The Battles of Today
http://amzn.to/29YjTkv            The Battle of Algiers (La battaglia di Algeri) is not only a cinematic masterpiece, but also a look back at history that asks us to look at the world today. Directed by Gillo Pontecorvo and scored by the illustrious Ennio Morricone, the film provides a hyper-realistic and dynamic perspective of the French occupation of Algeria in the 1950s. Pontecorvo’s masterful mise-en-scène and graceful cinematic techniques are as revolutionary as the story they tell. On the surface, The Battle of Algiers is a historical war film. However, Pontecorvo does not use war as a vehicle to excite and entertain the audience. War is merely the historical world in which The Battle of Algiers is situated, and it is a means of exposing the truth.  The Battle of Algiers is violent and messy, yet it is thoughtful and beautifully produced. Although the events portrayed and sensitive subject matter of the film are often difficult to endure, The Battle of Algiers is a powerful story and a crowning achievement of Italian cinema.
            History is more complex than most war movies communicate to viewers.

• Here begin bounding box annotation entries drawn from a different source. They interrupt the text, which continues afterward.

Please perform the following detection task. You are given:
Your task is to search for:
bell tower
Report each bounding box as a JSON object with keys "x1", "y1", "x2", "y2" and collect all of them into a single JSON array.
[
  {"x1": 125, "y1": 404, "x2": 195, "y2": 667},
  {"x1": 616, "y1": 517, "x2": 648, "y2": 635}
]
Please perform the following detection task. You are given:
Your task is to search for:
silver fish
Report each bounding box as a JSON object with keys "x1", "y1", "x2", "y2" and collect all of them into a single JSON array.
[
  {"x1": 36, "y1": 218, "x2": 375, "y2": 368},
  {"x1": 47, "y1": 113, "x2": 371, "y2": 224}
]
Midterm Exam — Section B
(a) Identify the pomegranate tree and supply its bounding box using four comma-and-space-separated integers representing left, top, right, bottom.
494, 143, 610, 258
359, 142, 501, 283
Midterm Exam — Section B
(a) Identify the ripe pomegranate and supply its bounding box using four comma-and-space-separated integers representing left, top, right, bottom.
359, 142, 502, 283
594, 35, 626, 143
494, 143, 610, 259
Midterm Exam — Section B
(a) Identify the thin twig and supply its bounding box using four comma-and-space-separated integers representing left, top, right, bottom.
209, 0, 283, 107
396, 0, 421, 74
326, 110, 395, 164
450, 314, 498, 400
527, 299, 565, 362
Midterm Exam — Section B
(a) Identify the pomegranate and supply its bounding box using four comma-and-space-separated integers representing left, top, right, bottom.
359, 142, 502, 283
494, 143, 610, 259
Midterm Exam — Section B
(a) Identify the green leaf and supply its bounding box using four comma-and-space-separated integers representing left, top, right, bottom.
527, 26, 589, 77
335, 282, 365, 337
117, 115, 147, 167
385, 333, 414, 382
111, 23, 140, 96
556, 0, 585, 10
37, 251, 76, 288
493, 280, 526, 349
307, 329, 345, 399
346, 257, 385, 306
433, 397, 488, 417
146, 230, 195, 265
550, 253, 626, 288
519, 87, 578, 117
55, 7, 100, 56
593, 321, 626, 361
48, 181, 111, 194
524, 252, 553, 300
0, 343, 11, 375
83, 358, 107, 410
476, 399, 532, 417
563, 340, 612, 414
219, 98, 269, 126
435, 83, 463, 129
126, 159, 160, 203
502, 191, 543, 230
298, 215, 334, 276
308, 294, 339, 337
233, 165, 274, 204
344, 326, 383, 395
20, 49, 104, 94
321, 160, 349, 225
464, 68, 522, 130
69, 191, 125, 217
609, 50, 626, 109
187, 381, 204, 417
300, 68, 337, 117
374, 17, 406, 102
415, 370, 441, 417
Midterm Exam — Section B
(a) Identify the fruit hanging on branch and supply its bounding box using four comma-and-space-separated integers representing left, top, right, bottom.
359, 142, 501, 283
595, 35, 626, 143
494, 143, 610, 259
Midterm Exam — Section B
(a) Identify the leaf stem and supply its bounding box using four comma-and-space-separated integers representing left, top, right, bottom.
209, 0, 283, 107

News media, politicians, and Hollywood war movies often lead us to believe that there is a clear-cut line between enemy and compatriot, antagonist and protagonist. However, The Battle of Algiers demonstrates that in real life this line is not always as clear and visible as a Hollywood film. The Battle of Algiers takes place in Algeria of the 1950s. During that time, the French had occupied Algeria for several decades. Despite the French colonials’ belief that their claim to Algeria had solidified, the Arabic Algerians began to feel imprisoned and oppressed by the French occupation of their country. The Algerian Front de Liberation Nationale (FLN) formed in response to this oppression.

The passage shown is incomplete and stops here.